I'm taking a break from Palm with an HP iPaq hx4700. VGA screen, yummy; but the killer app for me is a thing called TextMaker -- a real full-blown word processor, not the crufty rubbish I've been putting up with on palms for too long. There's also a vim port and perl and python; WinCE has come a long way in the past couple of years. Finally, the Linux port is in progress and once they get the frame buffer, WiFi and Bluetooth working I may well migrate over to OpenOffice/Firefox/TBird on a VGA screen small enough to slip in a pocket.
no subject
Date: 2005-05-21 12:09 am (UTC)If I wanted an all-in-one PDA and phone, I'd get a Sony Ericsson P910.
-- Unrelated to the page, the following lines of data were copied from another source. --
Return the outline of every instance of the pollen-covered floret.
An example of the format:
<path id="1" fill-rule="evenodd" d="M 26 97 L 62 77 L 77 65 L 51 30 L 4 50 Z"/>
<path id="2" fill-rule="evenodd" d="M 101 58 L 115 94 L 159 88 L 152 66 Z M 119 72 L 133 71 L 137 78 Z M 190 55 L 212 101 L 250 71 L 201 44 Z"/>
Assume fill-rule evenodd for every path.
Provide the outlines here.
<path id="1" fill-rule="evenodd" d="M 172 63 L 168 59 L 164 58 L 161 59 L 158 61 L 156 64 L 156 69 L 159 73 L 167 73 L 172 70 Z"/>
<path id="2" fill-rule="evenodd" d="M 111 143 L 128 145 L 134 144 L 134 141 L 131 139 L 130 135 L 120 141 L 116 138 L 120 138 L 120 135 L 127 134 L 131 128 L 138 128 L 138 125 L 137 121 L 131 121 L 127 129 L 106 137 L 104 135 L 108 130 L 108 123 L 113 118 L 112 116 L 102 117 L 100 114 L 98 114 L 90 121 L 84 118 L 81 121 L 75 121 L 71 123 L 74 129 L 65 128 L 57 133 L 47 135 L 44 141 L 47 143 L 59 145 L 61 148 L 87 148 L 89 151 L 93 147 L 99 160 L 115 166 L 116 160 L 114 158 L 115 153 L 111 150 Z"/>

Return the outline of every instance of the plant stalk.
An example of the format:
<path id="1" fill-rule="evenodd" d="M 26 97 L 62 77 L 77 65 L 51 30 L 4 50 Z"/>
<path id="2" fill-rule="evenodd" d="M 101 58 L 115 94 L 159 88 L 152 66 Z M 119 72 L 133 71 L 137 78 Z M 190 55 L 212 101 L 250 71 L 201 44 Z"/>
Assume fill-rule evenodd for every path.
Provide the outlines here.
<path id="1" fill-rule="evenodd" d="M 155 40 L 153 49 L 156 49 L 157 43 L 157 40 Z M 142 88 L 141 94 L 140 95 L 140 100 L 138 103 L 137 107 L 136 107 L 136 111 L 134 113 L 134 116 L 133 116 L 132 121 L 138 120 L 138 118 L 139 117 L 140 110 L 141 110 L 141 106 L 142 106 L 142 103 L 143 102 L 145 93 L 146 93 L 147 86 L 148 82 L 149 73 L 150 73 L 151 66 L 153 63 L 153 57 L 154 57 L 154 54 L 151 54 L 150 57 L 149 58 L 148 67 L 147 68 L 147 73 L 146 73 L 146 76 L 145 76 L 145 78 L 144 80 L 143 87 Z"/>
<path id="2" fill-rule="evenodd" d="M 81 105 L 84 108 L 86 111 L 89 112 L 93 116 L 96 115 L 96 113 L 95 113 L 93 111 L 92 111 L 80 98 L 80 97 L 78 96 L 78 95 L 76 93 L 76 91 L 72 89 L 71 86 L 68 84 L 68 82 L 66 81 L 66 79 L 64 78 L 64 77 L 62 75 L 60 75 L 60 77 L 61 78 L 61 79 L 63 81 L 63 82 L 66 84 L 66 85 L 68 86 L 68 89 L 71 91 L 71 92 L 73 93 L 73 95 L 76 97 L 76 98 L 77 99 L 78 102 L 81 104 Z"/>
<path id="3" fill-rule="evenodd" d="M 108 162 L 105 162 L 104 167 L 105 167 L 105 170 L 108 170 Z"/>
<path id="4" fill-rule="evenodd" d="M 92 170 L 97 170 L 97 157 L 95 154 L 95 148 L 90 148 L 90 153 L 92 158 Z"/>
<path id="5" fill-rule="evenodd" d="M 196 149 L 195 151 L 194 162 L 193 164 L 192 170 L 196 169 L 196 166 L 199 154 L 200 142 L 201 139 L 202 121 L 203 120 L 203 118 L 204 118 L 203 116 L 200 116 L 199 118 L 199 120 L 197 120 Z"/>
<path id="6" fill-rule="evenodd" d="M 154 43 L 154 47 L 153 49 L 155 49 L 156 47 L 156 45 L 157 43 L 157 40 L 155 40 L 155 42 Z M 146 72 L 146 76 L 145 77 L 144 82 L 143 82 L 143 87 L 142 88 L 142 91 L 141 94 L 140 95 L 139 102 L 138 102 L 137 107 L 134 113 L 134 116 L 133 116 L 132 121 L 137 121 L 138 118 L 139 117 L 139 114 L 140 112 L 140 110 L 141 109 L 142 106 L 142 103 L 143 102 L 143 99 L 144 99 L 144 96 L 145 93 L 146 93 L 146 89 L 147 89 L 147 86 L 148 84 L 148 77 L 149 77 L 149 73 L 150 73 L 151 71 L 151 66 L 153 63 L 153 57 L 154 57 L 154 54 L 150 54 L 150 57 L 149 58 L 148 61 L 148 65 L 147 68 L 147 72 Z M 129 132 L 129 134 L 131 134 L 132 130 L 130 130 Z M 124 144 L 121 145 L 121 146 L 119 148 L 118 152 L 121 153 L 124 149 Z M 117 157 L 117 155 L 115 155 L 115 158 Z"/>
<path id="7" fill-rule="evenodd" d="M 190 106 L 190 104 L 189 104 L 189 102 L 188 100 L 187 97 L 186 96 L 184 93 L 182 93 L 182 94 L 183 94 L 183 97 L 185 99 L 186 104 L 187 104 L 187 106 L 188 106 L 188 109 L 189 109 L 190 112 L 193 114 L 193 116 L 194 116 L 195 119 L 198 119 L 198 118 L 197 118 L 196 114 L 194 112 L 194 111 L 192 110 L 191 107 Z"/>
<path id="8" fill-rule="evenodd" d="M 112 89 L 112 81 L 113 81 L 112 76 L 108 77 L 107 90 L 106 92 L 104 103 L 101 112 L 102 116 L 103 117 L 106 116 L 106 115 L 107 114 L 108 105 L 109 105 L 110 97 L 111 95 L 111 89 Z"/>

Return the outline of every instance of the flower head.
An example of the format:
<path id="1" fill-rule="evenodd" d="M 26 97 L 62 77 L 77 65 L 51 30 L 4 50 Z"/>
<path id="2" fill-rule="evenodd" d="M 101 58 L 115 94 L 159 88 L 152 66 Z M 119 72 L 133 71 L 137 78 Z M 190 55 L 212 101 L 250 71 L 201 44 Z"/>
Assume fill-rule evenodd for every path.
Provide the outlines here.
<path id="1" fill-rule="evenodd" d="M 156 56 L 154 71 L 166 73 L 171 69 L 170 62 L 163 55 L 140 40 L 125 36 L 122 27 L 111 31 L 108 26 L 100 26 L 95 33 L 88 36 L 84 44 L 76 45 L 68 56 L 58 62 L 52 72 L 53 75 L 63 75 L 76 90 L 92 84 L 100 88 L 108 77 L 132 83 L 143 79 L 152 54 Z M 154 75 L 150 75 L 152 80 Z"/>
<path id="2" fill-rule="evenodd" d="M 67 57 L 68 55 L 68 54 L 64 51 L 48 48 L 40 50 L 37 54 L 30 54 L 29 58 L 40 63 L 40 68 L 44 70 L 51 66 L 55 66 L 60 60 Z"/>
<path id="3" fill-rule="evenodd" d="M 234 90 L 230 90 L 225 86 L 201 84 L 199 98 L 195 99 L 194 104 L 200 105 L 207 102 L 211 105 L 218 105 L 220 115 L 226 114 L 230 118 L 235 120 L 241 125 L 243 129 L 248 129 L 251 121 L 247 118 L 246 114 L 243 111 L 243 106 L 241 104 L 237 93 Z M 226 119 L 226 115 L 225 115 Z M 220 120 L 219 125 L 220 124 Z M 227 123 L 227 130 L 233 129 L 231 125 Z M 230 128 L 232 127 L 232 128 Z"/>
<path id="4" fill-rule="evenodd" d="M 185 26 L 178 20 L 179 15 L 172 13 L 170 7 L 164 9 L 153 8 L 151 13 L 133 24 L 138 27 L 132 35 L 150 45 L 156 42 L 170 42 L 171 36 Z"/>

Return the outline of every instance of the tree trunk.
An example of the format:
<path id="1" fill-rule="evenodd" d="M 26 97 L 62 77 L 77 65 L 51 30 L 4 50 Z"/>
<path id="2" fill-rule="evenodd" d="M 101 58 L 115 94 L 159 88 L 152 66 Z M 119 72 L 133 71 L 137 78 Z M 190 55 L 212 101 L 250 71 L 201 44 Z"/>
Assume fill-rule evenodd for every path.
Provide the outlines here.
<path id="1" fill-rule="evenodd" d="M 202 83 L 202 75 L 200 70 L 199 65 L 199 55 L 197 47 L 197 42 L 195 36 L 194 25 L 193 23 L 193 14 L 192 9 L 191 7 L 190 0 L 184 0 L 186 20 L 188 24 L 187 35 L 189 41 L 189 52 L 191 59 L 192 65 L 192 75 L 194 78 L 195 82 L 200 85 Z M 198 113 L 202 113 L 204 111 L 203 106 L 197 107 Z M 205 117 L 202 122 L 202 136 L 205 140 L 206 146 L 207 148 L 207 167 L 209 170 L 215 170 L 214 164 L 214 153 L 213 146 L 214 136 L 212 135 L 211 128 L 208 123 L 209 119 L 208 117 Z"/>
I have a P900 lent to me by work, and it blows away the Palm in almost every respect bar inability to run Palm software. It can multi-task properly, it has a web browser that can actually deal with real web sites rather than just cut-down sites for mobile devices, it has an e-mail client with a unified inbox for all your messaging (categorized into SMS, each POP/IMAP account, MMS, ...), the sound is audibly loud, and the screen is bigger than a Treo's.
The only problem with the P900 is it doesn't support handsfree Bluetooth, so it won't link with the Prius. That's allegedly fixed in the P910.